March 09, 2014
On 3/9/14, 9:02 AM, bearophile wrote:
> Time ago I have even asked for a helper function:
> https://d.puremagic.com/issues/show_bug.cgi?id=10162

I commented on that and preapproved it.

Andrei

March 09, 2014
On 3/9/14, 10:21 AM, Vladimir Panteleev wrote:
> On Sunday, 9 March 2014 at 17:18:47 UTC, Andrei Alexandrescu wrote:
>> On 3/9/14, 5:28 AM, Joseph Rushton Wakeling wrote:
>>> So IIUC iterating over s.byChar would not encounter the decoding-related
>>> speed hits that Walter is concerned about?
>>
>> That is correct.
>
> Unless I'm missing something, all algorithms that can work faster on
> arrays will need to be adapted to also recognize byChar-wrapped arrays,
> unwrap them, perform the fast array operation, and wrap them back in a
> byChar.

Good point. Off the top of my head I can't remember any algorithm that relies on array representation to do better on arrays than on random-access ranges offering all of arrays' primitives. But I'm sure there are a few.

Andrei

March 09, 2014
On 3/9/14, 10:34 AM, Peter Alexander wrote:
> If we assume strings are normalized then substring search, equality
> testing, sorting all work the same with either code units or code points.

But others such as edit distance or equal(some_string, some_wstring) will not.

>>> If you don't care about normalization then by code unit is just as good
>>> as by code point, but you don't need to specialise everywhere in Phobos.
>>>
>>> AFAIK, there is only one exception, stuff like s.all!(c => c == 'é'),
>>> but as Vladimir correctly points out: (a) by code point, this is still
>>> broken in the face of normalization, and (b) are there any real
>>> applications that search a string for a specific non-ASCII character?
>>
>> What happened to counting characters and such?
>
> I can't think of any case where you would want to count characters.

wc

(Generally: I've always been very very very doubtful about arguments that start with "I can't think of..." because I've historically tried them so many times, and with terrible results.)


Andrei
March 09, 2014
On Sunday, 9 March 2014 at 17:48:47 UTC, Andrei Alexandrescu wrote:
> wc

What should wc produce on a Sanskrit text?

The problem is that such questions quickly become philosophical.

> (Generally: I've always been very very very doubtful about arguments that start with "I can't think of..." because I've historically tried them so many times, and with terrible results.)

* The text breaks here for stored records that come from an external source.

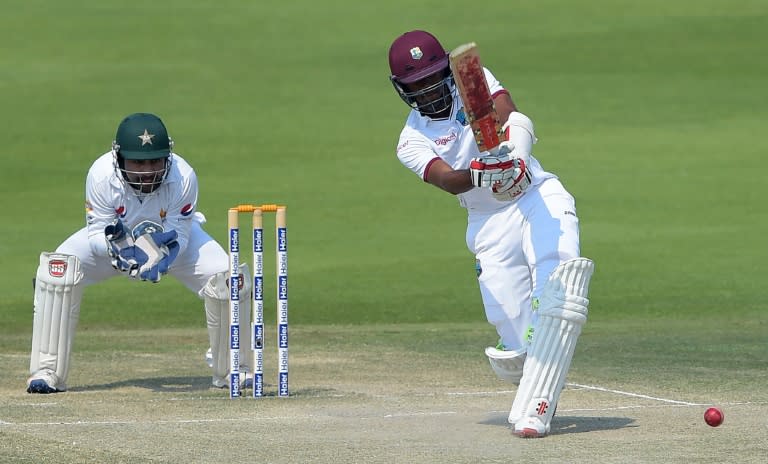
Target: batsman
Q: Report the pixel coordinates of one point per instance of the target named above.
(141, 222)
(522, 224)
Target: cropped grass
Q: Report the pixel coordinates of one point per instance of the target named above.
(650, 114)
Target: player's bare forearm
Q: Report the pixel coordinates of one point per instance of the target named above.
(451, 180)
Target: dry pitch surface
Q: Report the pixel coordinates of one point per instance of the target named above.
(373, 404)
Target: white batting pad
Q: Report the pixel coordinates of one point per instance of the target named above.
(216, 296)
(508, 365)
(562, 313)
(58, 294)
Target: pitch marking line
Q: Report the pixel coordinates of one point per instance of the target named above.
(634, 395)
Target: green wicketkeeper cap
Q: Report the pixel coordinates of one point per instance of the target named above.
(142, 136)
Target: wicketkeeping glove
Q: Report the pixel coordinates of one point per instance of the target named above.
(118, 240)
(160, 249)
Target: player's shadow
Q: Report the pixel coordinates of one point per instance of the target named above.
(193, 384)
(574, 424)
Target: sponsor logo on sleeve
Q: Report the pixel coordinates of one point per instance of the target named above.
(187, 209)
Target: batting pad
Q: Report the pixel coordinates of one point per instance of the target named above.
(562, 313)
(508, 365)
(58, 294)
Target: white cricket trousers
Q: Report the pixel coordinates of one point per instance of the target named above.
(516, 249)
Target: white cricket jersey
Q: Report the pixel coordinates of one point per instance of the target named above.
(108, 197)
(422, 140)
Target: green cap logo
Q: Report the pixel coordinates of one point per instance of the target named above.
(142, 136)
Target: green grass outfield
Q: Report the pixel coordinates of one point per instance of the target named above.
(652, 114)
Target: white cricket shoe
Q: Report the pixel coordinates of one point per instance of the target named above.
(531, 427)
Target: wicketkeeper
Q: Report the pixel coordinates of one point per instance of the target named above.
(522, 226)
(142, 223)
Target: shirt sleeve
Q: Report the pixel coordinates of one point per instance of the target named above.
(99, 213)
(182, 210)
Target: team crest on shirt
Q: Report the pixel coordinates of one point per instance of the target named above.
(146, 227)
(461, 116)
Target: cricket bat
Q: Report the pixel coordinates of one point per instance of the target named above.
(478, 103)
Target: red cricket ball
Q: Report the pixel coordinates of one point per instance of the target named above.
(714, 417)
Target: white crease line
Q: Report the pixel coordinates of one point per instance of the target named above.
(635, 395)
(418, 414)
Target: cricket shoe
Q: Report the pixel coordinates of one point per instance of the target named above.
(531, 427)
(43, 381)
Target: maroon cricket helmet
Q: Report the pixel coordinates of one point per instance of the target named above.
(416, 55)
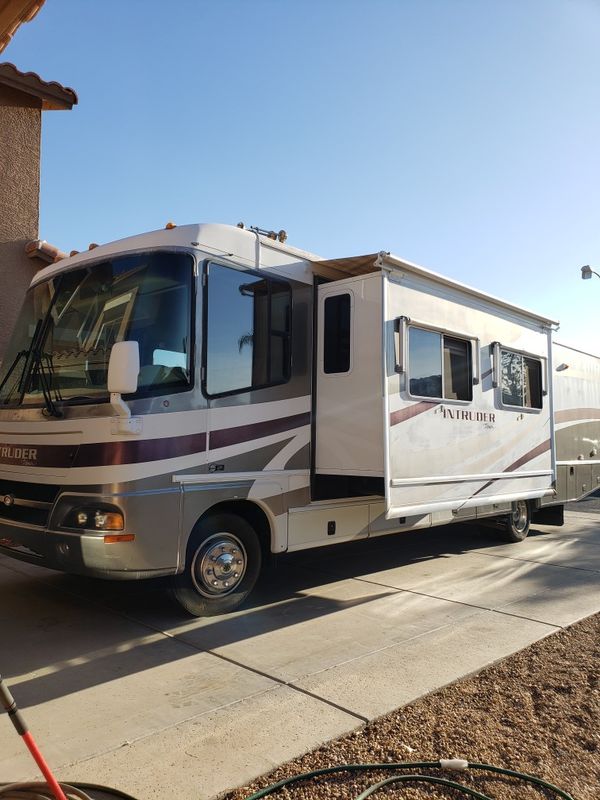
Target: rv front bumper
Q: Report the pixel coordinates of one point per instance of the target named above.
(80, 553)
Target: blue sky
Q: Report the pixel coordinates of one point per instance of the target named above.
(463, 135)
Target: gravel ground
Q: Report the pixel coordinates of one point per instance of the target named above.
(537, 711)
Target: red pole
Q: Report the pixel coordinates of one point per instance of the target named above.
(17, 720)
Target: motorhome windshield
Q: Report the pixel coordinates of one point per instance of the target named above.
(64, 334)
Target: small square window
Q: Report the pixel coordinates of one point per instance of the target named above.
(520, 380)
(439, 365)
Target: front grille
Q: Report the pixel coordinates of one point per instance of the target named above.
(28, 503)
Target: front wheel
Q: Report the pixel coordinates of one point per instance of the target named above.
(223, 561)
(518, 522)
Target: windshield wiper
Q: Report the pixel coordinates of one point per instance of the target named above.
(44, 375)
(22, 355)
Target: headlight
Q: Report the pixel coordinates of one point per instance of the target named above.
(95, 518)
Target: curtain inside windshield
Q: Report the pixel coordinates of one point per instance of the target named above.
(142, 297)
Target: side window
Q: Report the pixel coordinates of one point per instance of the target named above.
(439, 365)
(336, 334)
(521, 380)
(247, 330)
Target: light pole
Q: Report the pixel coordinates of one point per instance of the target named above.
(587, 272)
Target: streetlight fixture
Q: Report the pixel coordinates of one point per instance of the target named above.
(587, 272)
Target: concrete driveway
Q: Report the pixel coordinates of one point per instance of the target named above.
(119, 689)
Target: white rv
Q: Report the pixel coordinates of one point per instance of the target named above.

I agree, which is why I think that although such arguments are not unwelcome, it's much better to find out by experiment. Break something in Phobos and see how much of your code is affected :)
March 09, 2014
09-Mar-2014 21:16, Andrei Alexandrescu пишет:
> On 3/9/14, 4:34 AM, Peter Alexander wrote:
>> I think this is the main confusion: the belief that iterating by code
>> point has utility.
>>
>> If you care about normalization then neither by code unit, by code
>> point, nor by grapheme are correct (except in certain language subsets).
>
> I suspect that code point iteration is the worst as it works only with
> ASCII and perchance with ASCII single-byte extensions. Then we have code
> unit iteration that works with a larger spectrum of languages.

Was clearly meant to be: code point <--> code unit

> One
> question would be how large that spectrum it is. If it's larger than
> English, then that would be nice because we would've made progress.
>

Code points help only in so far that many (~all) high-level algorithms in Unicode are described in terms of code points. Code points have properties, code unit do not have anything. Code points with assigned semantic value are "abstract characters".

It's up to programmer to implement a particular algorithm to make it "as if" decoding really happened, working directly on code units or do decoding and work with code points which is simpler.

Current std.uni offering mostly work on code points and decodes, crucial building block to work directly on code units is in review:

https://github.com/D-Programming-Language/phobos/pull/1685

> I don't know about normalization beyond discussions in this group, but
> as far as I understand from
> http://www.unicode.org/faq/normalization.html, normalization would be a
> one-step process, after which code point iteration would cover still
> more human languages. No? I'm pretty sure it's more complicated than
> that, so please illuminate me :o).

Technically most apps just assume say "input comes in UTF-8 that is in normalization form C". Other such as browsers strive to get uniform representation on any input, do normalization of any input (often times normalization turns out to be just a no-op).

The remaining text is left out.